In the investigation, Commerce found that Dongkuk's reported steel plate costs were significantly different from costs of its CONNUMs sold in the Japanese and the U.S. markets. The agency decided to account for the timing of the steel plate purchases, instead of the towers' physical characteristics, given this was the "overwhelming factor" causing the differences in the steel plate costs. Commerce did so by weight-averaging the reported steel plate costs for all reported CONNUMs. Dongkuk unsuccessfully challenged Commerce's final determination at the Court of International Trade (see 2211170084).

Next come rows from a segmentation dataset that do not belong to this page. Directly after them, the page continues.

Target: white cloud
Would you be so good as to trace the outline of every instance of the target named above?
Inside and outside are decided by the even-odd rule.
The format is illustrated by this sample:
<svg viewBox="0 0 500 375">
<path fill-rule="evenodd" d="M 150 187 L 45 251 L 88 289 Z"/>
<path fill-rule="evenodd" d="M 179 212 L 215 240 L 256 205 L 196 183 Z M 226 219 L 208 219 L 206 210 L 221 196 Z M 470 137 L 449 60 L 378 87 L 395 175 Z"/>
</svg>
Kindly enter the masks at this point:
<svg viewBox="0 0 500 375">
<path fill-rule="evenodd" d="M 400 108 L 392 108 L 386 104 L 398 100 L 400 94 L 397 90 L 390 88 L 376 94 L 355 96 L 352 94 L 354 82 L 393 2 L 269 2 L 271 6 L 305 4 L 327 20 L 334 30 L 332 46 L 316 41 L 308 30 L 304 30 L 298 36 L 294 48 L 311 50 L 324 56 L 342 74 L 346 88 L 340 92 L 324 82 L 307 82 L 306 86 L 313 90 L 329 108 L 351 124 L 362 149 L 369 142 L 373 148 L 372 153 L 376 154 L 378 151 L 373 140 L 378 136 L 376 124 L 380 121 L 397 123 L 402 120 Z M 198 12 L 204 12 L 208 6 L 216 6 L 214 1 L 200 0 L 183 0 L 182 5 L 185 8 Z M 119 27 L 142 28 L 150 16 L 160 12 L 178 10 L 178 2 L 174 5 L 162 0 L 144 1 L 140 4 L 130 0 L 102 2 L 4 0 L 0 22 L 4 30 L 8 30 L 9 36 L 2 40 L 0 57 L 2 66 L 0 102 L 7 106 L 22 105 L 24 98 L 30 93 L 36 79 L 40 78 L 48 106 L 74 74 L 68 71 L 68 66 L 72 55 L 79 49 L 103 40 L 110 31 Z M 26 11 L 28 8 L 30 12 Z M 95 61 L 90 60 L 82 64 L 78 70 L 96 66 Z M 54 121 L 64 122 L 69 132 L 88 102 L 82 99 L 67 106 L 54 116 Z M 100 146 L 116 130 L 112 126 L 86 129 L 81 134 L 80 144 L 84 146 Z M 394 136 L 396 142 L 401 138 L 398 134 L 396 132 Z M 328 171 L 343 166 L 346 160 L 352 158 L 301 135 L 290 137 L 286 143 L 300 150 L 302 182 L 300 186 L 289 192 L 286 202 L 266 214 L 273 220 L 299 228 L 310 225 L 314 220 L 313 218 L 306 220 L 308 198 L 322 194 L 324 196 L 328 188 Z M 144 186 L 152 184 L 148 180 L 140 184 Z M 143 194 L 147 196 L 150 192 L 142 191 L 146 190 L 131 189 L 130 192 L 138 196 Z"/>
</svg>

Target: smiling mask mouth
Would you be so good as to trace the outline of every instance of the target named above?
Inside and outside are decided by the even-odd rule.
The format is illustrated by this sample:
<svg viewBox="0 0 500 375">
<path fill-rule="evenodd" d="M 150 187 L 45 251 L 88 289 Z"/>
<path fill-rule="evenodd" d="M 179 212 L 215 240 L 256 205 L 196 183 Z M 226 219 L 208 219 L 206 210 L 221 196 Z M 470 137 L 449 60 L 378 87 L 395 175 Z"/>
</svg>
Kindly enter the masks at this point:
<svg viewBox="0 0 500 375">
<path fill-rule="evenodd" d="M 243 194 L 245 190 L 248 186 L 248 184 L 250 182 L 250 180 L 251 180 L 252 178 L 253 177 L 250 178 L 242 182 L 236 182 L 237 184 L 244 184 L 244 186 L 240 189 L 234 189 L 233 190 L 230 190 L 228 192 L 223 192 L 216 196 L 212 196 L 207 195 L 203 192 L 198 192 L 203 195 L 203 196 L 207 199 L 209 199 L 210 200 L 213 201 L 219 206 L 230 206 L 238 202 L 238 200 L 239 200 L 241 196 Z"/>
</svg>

At the Federal Circuit, Dongkuk said the trade court was wrong in upholding the decision to weight-average the steel plate costs since CIT ignored that the agency focused on the steel inputs' physical characteristics and not the finished wind towers' physical characteristics (see 2304100045).

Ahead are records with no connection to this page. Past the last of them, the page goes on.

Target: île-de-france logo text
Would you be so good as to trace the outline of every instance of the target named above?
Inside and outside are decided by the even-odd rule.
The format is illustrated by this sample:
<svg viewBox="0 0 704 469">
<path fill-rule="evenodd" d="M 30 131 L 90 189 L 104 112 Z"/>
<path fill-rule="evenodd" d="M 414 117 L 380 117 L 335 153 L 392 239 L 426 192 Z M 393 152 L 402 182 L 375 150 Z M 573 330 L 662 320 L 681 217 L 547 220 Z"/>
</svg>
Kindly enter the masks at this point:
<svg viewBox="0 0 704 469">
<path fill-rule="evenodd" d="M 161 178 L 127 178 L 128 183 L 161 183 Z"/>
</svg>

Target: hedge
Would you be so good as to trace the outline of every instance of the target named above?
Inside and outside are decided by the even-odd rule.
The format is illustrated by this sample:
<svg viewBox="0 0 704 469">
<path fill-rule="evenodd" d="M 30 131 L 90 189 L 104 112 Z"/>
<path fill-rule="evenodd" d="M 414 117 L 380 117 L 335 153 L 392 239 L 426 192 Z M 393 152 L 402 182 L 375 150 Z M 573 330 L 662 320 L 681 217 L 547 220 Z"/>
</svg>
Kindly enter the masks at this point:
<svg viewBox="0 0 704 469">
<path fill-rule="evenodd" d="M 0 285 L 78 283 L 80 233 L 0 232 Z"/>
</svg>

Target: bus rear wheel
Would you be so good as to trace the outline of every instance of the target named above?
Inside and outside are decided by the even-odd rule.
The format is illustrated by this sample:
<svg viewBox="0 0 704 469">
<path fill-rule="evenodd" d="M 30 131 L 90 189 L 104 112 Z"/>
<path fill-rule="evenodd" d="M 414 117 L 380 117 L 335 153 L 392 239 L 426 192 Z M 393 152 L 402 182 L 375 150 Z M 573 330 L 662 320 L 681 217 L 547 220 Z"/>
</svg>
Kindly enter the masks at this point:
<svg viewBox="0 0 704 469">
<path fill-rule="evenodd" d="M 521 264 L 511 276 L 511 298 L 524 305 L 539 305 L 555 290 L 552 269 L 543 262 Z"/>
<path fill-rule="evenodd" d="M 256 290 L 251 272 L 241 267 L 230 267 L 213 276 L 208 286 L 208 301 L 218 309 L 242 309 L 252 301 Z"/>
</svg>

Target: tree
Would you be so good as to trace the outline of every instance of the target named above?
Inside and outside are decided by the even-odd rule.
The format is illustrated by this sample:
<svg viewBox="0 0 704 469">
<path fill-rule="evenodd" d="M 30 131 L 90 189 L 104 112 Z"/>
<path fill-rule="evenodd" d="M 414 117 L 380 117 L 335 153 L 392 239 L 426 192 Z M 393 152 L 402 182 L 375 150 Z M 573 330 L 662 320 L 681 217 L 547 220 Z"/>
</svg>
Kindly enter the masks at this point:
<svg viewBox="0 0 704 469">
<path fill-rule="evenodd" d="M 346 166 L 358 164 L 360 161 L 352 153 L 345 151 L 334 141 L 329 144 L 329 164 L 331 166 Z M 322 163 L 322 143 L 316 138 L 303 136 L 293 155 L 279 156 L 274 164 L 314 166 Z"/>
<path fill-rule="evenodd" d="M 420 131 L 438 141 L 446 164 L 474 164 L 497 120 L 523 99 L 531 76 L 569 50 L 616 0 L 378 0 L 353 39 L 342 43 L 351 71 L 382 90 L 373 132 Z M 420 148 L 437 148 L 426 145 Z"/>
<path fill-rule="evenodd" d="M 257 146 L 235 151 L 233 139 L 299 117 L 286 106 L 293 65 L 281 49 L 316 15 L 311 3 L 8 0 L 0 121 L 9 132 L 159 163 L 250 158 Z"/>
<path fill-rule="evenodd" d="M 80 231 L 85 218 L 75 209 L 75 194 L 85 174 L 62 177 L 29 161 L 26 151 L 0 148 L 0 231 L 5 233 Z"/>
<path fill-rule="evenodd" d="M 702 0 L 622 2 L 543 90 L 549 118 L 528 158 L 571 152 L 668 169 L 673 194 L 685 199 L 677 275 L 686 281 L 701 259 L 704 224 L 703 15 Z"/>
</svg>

Commerce said that contrary to Dongkuk's claim, the "whole point of Commerce's analysis was to examine whether the significant differences that Commerce observed among the costs for DKSC’s different CONNUMS were related to the wind towers’ physical characteristics, which Commerce did by isolating the time period and analyzing whether costs varied based on the physical characteristics of either the wind towers or the steel input." This let the agency find that timing was the "main factor," the brief said.
The coalition called Dongkuk's argument a "red herring" that reads a limit into the law "that does not exist." The statute does not limit the agency's analysis to just the characteristics in the CONNUM or restrict the analysis to require a direct comparison of different types of finished merchandise. The agency is instead directed to "consider all available evidence on the proper allocation of costs," the coalition said, adding it would be "nonsensical to limit Commerce's analysis" to only costs linked to the physical characteristics listed in the CONNUM.
The CONNUM is just an "administrative construction" used to ensure a price comparison between two sales considers sales of similar types of merchandise. The agency often does not list inputs in the CONNUM, but this does not mean that those inputs "do not have costs that affect the subject product's cost or production or sale," the brief said. "DKSC's absurd approach would circumscribe Commerce's authority and prohibit Commerce from accounting for obvious cost distortions attributable to the key input in subject merchandise, contrary to the statute."